The IOC also said no Russian or Belarusian government or state official would be invited to or accredited for Paris 2024.

But athletes, it added, should not be punished for the actions of their governments.

While Paris Games organisers 'took note' of the IOC decision, it drew angry responses from Ukraine and Russia.

"The IOC essentially gave Russia the green light to weaponize the Olympics," Ukraine's foreign minister Kuleba said on X.

"Because the Kremlin will use every Russian and Belarusian athlete as a weapon in its propaganda warfare. I urge all partners to strongly condemn this shameful decision, which undermines Olympic principles," Kuleba added.

Ukraine's acting sports minister Matviy Bidnyy said his country's participation at the Paris Games would be decided after talks with the political and sports leadership.

"Regarding Ukraine's participation in the 2024 Olympic and Paralympic Games, we will make a decision later, after consulting with the Ukrainian sports community and the country's top political leadership," Bidnyy said.

Russia's Sports Minister Matytsin said the IOC's approach was "unacceptable".

"Participation in the Olympics is an athlete’s dream. But the conditions are discriminatory and go against the principles of sports," he was quoted by TASS news agency.

"By doing so, they harm the Olympic Games themselves, and not Russian sports. The approach is absolutely unacceptable."

Out of 4,600 athletes globally who have qualified for the Games so far, eight are Russians and three hold Belarusian passports.
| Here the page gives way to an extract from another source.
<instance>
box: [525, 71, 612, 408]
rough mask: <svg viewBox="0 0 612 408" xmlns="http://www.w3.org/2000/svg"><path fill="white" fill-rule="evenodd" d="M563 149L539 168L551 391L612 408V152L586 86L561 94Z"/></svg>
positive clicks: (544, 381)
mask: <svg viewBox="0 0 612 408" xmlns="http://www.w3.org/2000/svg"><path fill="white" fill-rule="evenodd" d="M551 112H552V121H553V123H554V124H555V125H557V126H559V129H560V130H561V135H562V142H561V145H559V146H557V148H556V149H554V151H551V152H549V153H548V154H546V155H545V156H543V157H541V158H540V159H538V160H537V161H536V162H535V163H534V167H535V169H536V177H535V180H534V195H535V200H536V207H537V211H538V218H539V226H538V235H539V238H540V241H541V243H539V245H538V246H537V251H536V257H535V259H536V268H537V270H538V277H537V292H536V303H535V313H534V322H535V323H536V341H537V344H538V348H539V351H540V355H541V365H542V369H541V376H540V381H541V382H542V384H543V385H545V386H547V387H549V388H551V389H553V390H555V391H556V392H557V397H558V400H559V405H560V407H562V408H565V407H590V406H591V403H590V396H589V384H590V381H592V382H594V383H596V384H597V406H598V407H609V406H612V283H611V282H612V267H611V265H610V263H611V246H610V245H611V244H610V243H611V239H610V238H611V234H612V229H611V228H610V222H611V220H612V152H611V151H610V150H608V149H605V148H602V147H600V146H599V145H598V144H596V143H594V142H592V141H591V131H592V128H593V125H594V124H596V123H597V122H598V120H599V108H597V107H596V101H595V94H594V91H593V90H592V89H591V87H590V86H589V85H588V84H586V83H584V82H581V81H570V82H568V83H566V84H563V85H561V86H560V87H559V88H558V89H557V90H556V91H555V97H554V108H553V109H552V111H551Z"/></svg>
More than 60 Ukrainians have qualified.


Athletics’ suspension of Russia for state-sponsored doping was lifted this year but, after the invasion of Ukraine, which Moscow called a "special military operation", all Russians and Belarusians were banned from the sport.

In response to the IOC decision on Friday, World Athletics (WA) said: "All athletes, support personnel and officials from Russia and Belarus are excluded from all World Athletics Series events, and from hosting any International or European athletics events.

"We will continue to monitor the situation, but unless there is a major change in circumstances between now and the Olympic Games, this exclusion will apply to Paris 2024.

"It is the IOC’s remit to decide which countries are invited to participate at the Olympic Games, but it is the responsibility of the IFs (international federations) to decide which athletes within their sport are eligible to compete."

At August’s World Championships in Budapest, WA president Sebastian Coe said it would have been "inconceivable" for Russians and Belarusians to have competed, saying that the ban was for "reasons of integrity".